Consider one of the regions bounded only by functions $f(x)=\sin(x)$ and $g(x)=\cos(x)$ (say from $x=\frac\pi4$ to $x=\frac{5\pi}4$) Now if that region were to revolve around the $x$ axis, what would be the volume of the resulting shape.
Now, if you consider the region first, it intersects the $x$-axis. Which means that when it gets revolved, some parts are going to be encapsulated twice. To avoid that I tried to divide the region into four sub-regions. Since the shape is symmetric, it seems sufficient to calculate the volume of the first two regions then multiply the answer by $2$.
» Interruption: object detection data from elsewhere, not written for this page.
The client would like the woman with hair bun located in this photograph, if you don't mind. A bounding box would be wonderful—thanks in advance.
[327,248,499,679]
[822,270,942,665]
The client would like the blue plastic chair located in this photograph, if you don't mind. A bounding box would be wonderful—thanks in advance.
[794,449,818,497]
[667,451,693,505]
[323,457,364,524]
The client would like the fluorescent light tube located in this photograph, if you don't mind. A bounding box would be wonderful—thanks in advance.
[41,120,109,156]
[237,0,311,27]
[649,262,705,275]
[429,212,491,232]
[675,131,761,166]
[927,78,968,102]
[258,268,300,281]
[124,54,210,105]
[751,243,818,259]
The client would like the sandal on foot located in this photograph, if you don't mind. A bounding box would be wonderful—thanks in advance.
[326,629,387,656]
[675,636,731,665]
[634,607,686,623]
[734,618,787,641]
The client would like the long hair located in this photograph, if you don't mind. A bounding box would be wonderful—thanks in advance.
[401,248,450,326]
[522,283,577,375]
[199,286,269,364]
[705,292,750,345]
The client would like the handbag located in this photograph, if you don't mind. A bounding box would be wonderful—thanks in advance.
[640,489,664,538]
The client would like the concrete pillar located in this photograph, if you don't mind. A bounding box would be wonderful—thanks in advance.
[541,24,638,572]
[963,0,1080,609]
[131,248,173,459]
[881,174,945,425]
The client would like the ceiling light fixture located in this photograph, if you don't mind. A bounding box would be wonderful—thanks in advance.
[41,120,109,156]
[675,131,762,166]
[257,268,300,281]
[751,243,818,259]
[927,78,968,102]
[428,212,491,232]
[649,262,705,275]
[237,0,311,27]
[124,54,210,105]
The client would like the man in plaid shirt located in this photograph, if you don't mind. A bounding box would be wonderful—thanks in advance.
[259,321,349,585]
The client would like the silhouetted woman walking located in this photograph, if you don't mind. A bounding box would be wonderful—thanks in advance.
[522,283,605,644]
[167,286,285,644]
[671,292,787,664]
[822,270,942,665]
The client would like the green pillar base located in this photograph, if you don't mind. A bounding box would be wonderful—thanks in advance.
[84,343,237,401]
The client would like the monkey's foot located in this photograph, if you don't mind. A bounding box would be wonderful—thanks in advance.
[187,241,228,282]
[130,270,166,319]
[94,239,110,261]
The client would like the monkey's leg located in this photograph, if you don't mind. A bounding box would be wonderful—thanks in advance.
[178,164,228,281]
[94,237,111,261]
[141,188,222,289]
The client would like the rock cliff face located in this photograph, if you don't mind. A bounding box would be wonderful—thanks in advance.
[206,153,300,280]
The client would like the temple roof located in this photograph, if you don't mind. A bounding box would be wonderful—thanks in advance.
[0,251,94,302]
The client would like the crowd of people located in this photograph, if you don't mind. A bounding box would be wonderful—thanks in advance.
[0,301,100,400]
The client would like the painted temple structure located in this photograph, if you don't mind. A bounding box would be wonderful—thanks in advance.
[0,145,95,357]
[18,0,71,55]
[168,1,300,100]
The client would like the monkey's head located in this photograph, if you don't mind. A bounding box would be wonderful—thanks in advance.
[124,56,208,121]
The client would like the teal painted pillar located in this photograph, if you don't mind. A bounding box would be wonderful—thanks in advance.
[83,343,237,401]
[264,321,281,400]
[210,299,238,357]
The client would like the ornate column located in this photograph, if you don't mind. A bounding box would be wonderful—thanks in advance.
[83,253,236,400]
The first region is simple, it can be done by the washer method. The top part is $f(x)$ which is $\sin(x)$ and the bottom part is $g(x)$ which is $\cos(x)$. This gives us the volume by the following integral:
$$\pi\int_{\pi/4}^{\pi/2} \sin^2(x)-\cos^2(x)\ {dx} =\frac{\pi}{2}$$
Now the second region, since in the second region $\sin x$ is strictly bigger than $\cos(x)$. It seems to me that the revolution of $\cos x$ is going to be entirely encapsulated in the revolution of $\sin x$, so it can be ignored. This means that the significant region can be calculated by the disk method. This gives us the volume by the following integral:
$$\pi\int_{\pi/2}^{3\pi/4}{\sin^2(x)}\ {dx} =\frac{\pi^2}{8}+\frac{\pi}{4}$$
The total volume should be equal to double the sum of the previous two volumes, which should equal to: $$2\left(\frac{\pi}{2}+\frac{\pi^2}{8}+\frac{\pi}{4}\right)=\frac{\pi}{4}(6+\pi)$$
Is that the correct approach to that problem? The answer I got doesn't seem to agree with the answer I got from Wolfram Alpha.